UNA parte esencialmente folclórica de la izquierda española quedó fielmente retratada en su cheka favorita, el Círculo de Bellas Artes de Madrid, en el acto de apoyo a los tejemanejes histórico jurídicos de Baltasar Garzón, el juez que no descansa y que siempre se pone los calcetines antes de ducharse, según se desprende del relato de su atenta biógrafa. Allí estaban los mismos de siempre: inasequibles al desaliento, el retén de vigilancia ideológica de la confusa sociedad española volvía de nuevo a los medios para ocuparse de un asunto por el que, sorprendentemente, aún no había habido manifestación oficial. Los mismos que cuando la guerra de Irak. Los mismos que cuando los cordones sanitarios. Los mismos que cuando la ceja famosa. Los mismos que cuando el doctor Montes. No se aburren de verse. Son los mismos, igual de pesebreros, igual de aburridos, igual de rencorosos. No se cansan de proclamar siempre las mismas soflamas. No se ruborizan por decir cursilerías. Son los mismos y siguen mostrando su mismo perfil intolerante, suficiente, insufriblemente sectario.
Los miembros de este sindicato de intelectuales nacidos casi exclusivamente para la lectura de comunicados no podían dejar pasar la oportunidad de evidenciar una de sus características más acentuadas: la nostalgia del franquismo. Hace treinta y tres años que murió el hombre sobre el que, por lo visto, han girado sus vidas y no consiguen olvidar su nombre. Cuando no es por una cosa es por otra, pero cada cierto tiempo Franco vuelve a ser la argumentación central de su quehacer: ahora lo ha sido merced a la iniciativa disparatada del juez Garzón y su Causa General, la que él mismo ha tenido que abandonar después de apercibirse del ridículo que le esperaba. Convencidos de que aún se puede ganar la Guerra Civil o de que aún se puede meter en la cárcel al pasado nostálgicos de Bellas Artes acariciaban la idea de encarcelar simbólicamente a esa mitad de España que es «facha», según criterio de Paco Ibáñez, uno de los incansables firmantes de todo lo que le echen. En virtud de ello se les disparó el relé y en lugar de echarse la fotico de todos los saraos, dejaron correr la lengua sin la habitual y necesaria prudencia que se le exige a todo portavoz de conciencias.

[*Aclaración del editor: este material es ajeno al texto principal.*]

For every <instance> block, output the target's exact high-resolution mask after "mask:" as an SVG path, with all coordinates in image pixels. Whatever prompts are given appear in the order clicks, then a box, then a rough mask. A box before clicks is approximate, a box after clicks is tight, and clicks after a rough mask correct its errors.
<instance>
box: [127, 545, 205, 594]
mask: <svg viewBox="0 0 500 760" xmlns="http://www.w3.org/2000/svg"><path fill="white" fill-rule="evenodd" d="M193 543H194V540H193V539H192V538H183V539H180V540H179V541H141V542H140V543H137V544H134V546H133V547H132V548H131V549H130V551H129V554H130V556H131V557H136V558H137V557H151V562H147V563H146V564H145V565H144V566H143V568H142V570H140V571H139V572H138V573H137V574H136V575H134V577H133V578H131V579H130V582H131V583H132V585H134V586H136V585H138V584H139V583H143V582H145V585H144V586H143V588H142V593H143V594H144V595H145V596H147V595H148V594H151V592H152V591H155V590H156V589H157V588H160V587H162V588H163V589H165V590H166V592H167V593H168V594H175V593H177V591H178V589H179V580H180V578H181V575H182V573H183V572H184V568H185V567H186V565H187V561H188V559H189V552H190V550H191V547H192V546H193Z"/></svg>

En su permanente escenificación del odio, estos vigilantes del confín de las ideologías llegaron a decir que el auto de Garzón debería ser un anexo a la Constitución o que deberían quemarse determinados libros de historiadores al parecer no excesivamente afines a sus ideas. Lo primero constituye una contradicción palmaria, ya que la Carta Magna es precisamente un aval sobre la superación del pasado, una tabla rasa de reconciliación y vista al futuro, y lo segundo es un inexplicable ataque de ira sectaria de alguien a quien este columnista siempre ha tenido y tendrá en alta estima: sé que ha puntualizado y, de alguna manera, corregido sus palabras, lo cual celebro, pero constato que no reconozco en ellas a Cristina Almeida, mujer de izquierdas que siempre ha sabido alternar intelectualmente con quienes mantienen discursos opuestos y a la que nunca recuerdo en posiciones sectarias. Lamentablemente, a Cristina se le ha recordado la ideología y ejecutoria de su progenitor, por lo visto exactamente no de su misma tendencia, y el papel del mismo en aquellos años de la posguerra en Badajoz, con lo que se evidencia el error de volver sobre el pasado con el ansia de ajustar cuentas y de pedir explicaciones a los hijos del comportamiento de los padres.
Garzón, en cualquier caso, puede estar satisfecho: no ha prosperado su sainete pero ha conseguido que una colección de antiguallas sostenga que sus textos son una magnífica y trepidante novela de acción. Y que lo hagan con esa escenificación asamblearia que tanto rejuvenece. No ha podido encarcelar a Franco, que ya está muerto, pero al menos ha sacado a unos cuantos fantasmas a la calle, que no es poco para el frío que hace.